"Aw-lip-ka-shaw, Keela!" she said. "Some day I'm coming back and take you home with me."

The Indian girl drove reluctantly away; presently her canvas wagon was but a dim gray silhouette upon the horizon.

CHAPTER XLIII

THE RIVAL CAMPERS

Northward by lazy canal and shadowy hummock, northward by a river freckled with sand bars, Diane came in time to a quiet lake where purple martins winged ceaselessly over a tangled float of lilies—where now and then an otter swam and dipped with a noiseless ripple of water—where ground doves fluttered fearlessly about the camp as Johnny pitched the tents at noonday.

But for all the whir and flash of brilliant birdlife above the placid water—for all the screams of the fish hawks and the noise of crows and grackle in the cypress—for all the presence of another camper among the trees to the west, the days were quiet and undisturbed. And at night when the birds were winging to the woods now black against the yellow west, and the lonely lake began to purple, the fires of the rival camps were the single spots of color in the heavy darkness along the shore.

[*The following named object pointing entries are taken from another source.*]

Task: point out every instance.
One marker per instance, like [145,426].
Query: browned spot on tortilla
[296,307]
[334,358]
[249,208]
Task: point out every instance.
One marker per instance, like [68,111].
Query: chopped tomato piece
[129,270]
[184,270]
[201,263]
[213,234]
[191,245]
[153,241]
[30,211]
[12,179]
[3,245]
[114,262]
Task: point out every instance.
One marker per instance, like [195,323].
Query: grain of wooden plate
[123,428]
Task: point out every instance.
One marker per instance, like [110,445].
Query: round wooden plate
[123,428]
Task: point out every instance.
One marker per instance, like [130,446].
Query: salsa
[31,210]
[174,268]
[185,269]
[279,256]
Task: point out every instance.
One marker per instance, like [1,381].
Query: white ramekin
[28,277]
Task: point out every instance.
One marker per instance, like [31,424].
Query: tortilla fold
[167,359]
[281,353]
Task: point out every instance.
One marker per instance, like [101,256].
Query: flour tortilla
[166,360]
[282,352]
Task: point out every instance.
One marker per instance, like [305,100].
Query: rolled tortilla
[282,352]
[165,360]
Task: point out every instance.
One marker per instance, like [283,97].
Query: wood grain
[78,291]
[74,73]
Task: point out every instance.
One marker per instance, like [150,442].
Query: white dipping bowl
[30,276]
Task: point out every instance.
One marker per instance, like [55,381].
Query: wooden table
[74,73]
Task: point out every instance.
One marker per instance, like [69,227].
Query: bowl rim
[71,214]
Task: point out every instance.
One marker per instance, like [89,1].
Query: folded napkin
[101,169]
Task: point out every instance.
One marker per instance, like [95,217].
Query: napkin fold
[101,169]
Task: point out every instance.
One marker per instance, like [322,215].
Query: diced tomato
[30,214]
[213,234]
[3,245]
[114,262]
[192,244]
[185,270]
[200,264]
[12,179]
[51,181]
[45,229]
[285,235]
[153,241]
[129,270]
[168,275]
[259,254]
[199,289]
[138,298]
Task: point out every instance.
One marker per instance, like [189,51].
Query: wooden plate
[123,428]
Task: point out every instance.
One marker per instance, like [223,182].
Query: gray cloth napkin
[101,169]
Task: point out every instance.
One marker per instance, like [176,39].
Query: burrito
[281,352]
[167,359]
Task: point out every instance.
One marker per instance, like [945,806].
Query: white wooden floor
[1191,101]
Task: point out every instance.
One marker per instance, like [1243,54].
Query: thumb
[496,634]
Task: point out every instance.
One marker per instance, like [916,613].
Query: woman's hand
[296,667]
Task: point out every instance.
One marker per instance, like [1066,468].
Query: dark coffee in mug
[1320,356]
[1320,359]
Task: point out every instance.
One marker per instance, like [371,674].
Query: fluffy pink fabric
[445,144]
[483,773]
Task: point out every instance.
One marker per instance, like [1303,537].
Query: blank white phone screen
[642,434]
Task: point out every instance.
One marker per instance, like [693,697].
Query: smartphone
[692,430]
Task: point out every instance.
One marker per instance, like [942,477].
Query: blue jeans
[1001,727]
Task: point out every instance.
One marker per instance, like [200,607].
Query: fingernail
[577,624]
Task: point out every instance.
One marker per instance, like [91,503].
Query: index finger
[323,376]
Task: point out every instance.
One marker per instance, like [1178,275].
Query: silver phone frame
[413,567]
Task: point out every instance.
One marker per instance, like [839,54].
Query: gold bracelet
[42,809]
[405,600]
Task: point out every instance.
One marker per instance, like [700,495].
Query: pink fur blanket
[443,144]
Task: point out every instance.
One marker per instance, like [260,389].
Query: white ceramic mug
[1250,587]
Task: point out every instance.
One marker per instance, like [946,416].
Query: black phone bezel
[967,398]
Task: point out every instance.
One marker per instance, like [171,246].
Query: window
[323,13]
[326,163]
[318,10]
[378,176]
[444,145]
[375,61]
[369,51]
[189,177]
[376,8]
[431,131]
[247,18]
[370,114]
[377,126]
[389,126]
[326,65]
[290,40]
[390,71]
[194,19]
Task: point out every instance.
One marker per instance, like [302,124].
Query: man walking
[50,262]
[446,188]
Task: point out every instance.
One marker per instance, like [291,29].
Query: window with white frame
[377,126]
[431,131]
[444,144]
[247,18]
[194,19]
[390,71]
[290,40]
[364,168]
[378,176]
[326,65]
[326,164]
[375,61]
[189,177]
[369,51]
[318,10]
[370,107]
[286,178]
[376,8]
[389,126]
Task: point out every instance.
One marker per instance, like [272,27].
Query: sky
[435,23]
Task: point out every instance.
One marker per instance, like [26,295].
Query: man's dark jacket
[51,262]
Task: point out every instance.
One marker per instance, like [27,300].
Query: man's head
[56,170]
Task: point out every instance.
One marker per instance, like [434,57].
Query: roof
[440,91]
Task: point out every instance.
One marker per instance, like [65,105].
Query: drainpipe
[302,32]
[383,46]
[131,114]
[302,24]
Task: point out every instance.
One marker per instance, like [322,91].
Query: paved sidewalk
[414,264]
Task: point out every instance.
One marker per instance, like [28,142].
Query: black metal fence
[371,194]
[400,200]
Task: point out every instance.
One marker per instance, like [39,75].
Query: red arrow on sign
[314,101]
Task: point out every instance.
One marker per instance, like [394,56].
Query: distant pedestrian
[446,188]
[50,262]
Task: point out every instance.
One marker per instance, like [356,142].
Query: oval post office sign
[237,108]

Diane wrote of it, with disastrous results, to Aunt Agatha.

At sunset, one day, a carriage produced an aggrieved rustle of silk, a voice and a hand bag. Each fluttered a little as the driver accepted his fare and rolled away. The hand bag, in accordance with a sensational and ill-conditioned habit which had roused more than one unpopular commotion in crowded department stores and thoroughfares, leaped unexpectedly from a gloved and fluttering hand.

Aunt Agatha possessed herself of the bag with a sniff and rustled heedlessly into the nearest camp.